Ce qu’ont du reste semblé comprendre les deux présidents. Ainsi Macky Sall s’adressera-t-il en ces termes aux Gambiens : «Nous sommes inséparables car nous partageons les mêmes valeurs, le même mode de vie. Aujourd'hui plus que jamais, nous sommes une famille et ce que nous voulons c'est la paix et l'harmonie».
 
Point de vue partagé par son hôte, le président Adama Barrow. «Nous sommes le même peuple, nous voulons que les relations entre nos deux pays deviennent un modèle en Afrique», confirmera t-il à son tour.
 
Le ton est donné. Il reste maintenant à aller au-delà de ces professions de foi et à s’engager à leur matérialisation.

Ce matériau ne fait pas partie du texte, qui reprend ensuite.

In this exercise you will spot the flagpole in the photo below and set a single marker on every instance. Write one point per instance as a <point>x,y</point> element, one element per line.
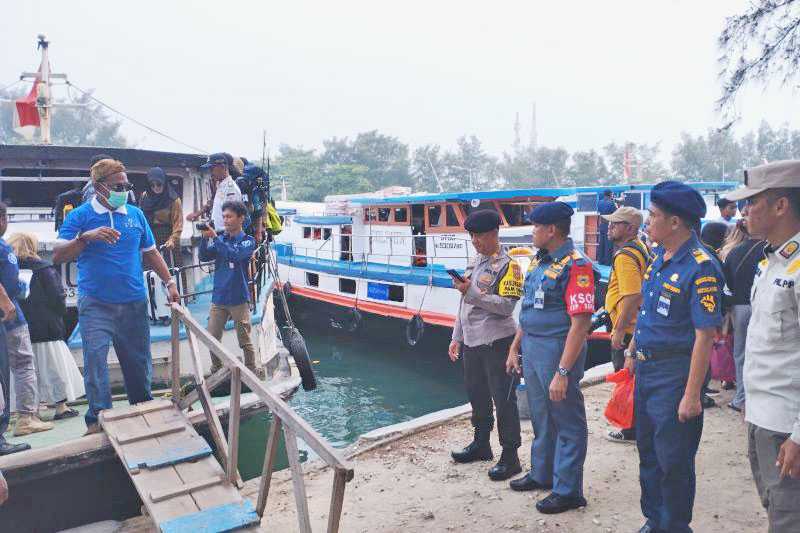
<point>43,102</point>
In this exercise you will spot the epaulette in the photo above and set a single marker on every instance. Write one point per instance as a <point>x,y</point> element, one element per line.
<point>700,255</point>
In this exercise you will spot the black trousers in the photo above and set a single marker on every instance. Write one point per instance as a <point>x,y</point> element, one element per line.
<point>487,383</point>
<point>618,360</point>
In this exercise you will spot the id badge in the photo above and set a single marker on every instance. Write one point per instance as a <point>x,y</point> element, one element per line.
<point>662,308</point>
<point>538,299</point>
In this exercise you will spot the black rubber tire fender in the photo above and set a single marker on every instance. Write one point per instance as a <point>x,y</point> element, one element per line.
<point>415,329</point>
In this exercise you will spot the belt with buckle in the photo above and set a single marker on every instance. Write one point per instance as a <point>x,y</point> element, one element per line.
<point>655,355</point>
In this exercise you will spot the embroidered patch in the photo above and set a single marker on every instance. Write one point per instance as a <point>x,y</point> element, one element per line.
<point>789,250</point>
<point>709,302</point>
<point>706,290</point>
<point>672,288</point>
<point>700,256</point>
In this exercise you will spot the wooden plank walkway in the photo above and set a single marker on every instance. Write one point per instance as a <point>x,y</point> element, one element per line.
<point>183,487</point>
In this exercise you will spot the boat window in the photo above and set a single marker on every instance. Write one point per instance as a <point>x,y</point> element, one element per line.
<point>434,215</point>
<point>452,219</point>
<point>347,285</point>
<point>396,293</point>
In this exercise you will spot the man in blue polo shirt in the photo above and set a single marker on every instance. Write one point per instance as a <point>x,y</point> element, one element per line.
<point>109,239</point>
<point>680,312</point>
<point>231,252</point>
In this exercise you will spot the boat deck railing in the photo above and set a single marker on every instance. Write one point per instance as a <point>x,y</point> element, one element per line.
<point>286,423</point>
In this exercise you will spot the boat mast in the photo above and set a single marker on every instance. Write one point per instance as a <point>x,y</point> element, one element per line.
<point>44,96</point>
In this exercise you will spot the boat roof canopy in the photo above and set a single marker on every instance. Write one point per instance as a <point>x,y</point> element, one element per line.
<point>324,220</point>
<point>48,157</point>
<point>553,192</point>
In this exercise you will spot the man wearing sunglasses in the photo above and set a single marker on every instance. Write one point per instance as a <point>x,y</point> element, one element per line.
<point>109,239</point>
<point>772,347</point>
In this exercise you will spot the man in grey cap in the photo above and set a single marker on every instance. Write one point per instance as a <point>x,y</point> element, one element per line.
<point>483,331</point>
<point>772,350</point>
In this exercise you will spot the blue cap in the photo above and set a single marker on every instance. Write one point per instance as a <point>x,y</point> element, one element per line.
<point>550,213</point>
<point>216,159</point>
<point>678,198</point>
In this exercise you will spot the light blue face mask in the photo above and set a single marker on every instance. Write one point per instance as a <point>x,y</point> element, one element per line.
<point>116,199</point>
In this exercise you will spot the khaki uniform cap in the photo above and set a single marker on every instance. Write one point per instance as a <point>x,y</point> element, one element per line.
<point>775,175</point>
<point>626,213</point>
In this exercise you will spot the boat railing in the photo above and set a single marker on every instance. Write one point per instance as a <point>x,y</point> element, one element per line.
<point>286,423</point>
<point>394,250</point>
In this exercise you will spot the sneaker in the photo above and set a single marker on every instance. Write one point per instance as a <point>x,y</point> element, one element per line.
<point>28,423</point>
<point>619,436</point>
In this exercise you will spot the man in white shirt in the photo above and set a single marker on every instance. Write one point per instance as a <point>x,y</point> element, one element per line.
<point>772,352</point>
<point>226,189</point>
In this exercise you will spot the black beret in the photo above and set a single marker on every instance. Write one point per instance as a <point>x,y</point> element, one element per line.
<point>482,221</point>
<point>678,198</point>
<point>550,213</point>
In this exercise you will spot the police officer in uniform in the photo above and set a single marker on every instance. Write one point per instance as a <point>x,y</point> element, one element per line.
<point>680,312</point>
<point>772,350</point>
<point>556,313</point>
<point>483,331</point>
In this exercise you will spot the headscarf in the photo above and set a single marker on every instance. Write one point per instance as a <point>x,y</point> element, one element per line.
<point>152,202</point>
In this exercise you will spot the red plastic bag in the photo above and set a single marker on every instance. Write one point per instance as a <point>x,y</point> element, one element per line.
<point>723,367</point>
<point>619,410</point>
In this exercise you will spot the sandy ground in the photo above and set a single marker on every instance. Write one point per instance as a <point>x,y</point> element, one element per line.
<point>413,485</point>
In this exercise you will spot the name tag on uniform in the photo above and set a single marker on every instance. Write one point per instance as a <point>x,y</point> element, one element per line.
<point>538,299</point>
<point>663,305</point>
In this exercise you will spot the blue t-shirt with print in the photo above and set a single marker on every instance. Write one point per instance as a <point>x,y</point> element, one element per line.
<point>110,272</point>
<point>9,278</point>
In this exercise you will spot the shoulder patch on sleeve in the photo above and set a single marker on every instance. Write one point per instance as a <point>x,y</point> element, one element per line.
<point>700,255</point>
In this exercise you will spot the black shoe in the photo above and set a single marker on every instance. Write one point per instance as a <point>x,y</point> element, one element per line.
<point>526,483</point>
<point>555,503</point>
<point>507,467</point>
<point>474,452</point>
<point>707,401</point>
<point>6,448</point>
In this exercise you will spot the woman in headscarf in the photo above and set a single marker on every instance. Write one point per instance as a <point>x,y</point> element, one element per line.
<point>163,211</point>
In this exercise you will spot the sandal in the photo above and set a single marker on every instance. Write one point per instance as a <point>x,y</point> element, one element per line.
<point>69,413</point>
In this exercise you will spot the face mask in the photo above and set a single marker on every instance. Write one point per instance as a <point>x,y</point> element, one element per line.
<point>116,199</point>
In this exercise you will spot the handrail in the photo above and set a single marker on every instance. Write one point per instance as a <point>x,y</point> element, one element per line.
<point>285,420</point>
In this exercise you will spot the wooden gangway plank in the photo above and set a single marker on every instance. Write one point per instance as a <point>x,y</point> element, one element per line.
<point>179,480</point>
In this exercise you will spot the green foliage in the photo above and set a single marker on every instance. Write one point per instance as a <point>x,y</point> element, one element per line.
<point>86,124</point>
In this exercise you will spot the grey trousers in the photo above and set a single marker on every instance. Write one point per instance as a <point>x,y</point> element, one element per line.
<point>20,359</point>
<point>741,318</point>
<point>779,497</point>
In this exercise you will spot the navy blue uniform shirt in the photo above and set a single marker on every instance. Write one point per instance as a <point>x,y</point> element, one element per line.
<point>679,296</point>
<point>9,278</point>
<point>231,255</point>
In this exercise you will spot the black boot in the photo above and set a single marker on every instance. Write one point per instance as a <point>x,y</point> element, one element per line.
<point>507,466</point>
<point>478,450</point>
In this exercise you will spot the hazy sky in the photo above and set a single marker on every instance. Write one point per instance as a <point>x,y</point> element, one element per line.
<point>214,74</point>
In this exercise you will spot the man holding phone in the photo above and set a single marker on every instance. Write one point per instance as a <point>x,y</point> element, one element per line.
<point>483,331</point>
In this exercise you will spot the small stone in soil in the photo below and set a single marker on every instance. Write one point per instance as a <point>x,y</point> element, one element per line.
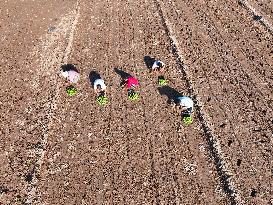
<point>257,18</point>
<point>222,125</point>
<point>230,142</point>
<point>29,178</point>
<point>253,193</point>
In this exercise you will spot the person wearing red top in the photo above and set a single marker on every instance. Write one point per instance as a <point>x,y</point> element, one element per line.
<point>131,82</point>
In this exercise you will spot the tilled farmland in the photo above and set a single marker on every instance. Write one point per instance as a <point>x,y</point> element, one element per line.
<point>60,149</point>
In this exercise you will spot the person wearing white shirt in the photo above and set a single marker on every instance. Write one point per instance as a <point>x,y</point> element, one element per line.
<point>185,104</point>
<point>99,86</point>
<point>158,66</point>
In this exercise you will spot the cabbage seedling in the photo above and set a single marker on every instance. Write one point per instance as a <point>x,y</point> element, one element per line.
<point>187,120</point>
<point>132,95</point>
<point>102,100</point>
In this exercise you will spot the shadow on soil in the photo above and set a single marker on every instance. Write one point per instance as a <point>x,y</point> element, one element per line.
<point>124,75</point>
<point>171,93</point>
<point>149,62</point>
<point>224,176</point>
<point>68,67</point>
<point>93,75</point>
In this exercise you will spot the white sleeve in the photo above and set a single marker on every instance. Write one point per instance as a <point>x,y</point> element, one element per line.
<point>155,65</point>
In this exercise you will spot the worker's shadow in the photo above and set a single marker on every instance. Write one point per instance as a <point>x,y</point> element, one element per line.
<point>93,75</point>
<point>68,67</point>
<point>149,62</point>
<point>123,75</point>
<point>171,93</point>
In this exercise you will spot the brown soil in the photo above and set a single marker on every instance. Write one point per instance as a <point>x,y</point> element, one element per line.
<point>57,149</point>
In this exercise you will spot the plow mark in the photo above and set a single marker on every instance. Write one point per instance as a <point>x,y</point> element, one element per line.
<point>50,55</point>
<point>214,145</point>
<point>257,15</point>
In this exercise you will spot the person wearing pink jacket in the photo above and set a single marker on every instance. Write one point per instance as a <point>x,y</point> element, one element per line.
<point>71,75</point>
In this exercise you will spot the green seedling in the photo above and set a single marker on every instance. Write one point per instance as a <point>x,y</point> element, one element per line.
<point>71,90</point>
<point>162,82</point>
<point>102,100</point>
<point>132,95</point>
<point>187,120</point>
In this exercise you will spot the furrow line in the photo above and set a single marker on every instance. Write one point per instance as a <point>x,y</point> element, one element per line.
<point>254,11</point>
<point>222,167</point>
<point>33,195</point>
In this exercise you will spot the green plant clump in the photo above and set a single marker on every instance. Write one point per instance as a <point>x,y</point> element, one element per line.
<point>132,95</point>
<point>162,82</point>
<point>187,120</point>
<point>102,100</point>
<point>71,90</point>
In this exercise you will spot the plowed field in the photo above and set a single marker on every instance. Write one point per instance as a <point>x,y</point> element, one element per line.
<point>57,149</point>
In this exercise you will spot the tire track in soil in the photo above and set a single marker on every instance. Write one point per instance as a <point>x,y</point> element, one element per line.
<point>211,138</point>
<point>249,52</point>
<point>192,20</point>
<point>33,195</point>
<point>258,13</point>
<point>170,173</point>
<point>261,117</point>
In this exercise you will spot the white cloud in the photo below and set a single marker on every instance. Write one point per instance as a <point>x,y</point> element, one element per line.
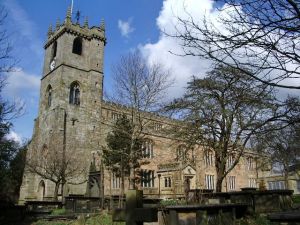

Des actes concrets qui nous ferons oublier plus de deux décennies de craintes, de tensions, de crises, de peur, de duperies sous l’impulsion de l’ancien président déchu qui n’hésitait pas selon ses humeurs à se servir de la traversée du bac de Farafégné, si ce n’est du mouvement irrédentiste de la Casamance, comme moyen de chantage sur le Sénégal. Sans occulter le trafic du bois Venn en direction de la Chine qui transitait par la Gambie participant ainsi à une dangereuse dégradation de la forêt de la région naturelle Casamance. Il est donc important que les deux présidents soldent les comptes avec ce passé funeste et ouvrent des perspectives radieuses pour leurs deux pays au service de leurs populations respectives. Toutes les tracasseries  rencontrées par les voyageurs empruntant la transgambienne devront être de vieux souvenirs et l’on ose espérer que le projet de construction d’un pont sur le fleuve Gambie plusieurs fois annoncé sera enfin concrétisé. On ose espérer que les deux présidents vont travailler en bonne intelligence pour restaurer la confiance et le respect mutuels. S’il est vrai que l’avenir appartient aux grands ensembles, il est tout aussi vrai que cela devra se construire dans un désir assumé par les différentes parties  et toute latitude leur sera laissée pour voir sous quelles formes.  
 
En attendant, arrêtons de nous voir comme des ennemis naturels, alors que tout nous unit. Aussi bien la géographie que le mode de vie. Nous parlons les mêmes langues. Nous avons les mêmes valeurs culturelles.
 
Autant les Gambiens gagneraient à se départir de ce reflexe d’auto-défense permanent qui les anime à chaque fois qu’on évoque leur seul et unique voisin.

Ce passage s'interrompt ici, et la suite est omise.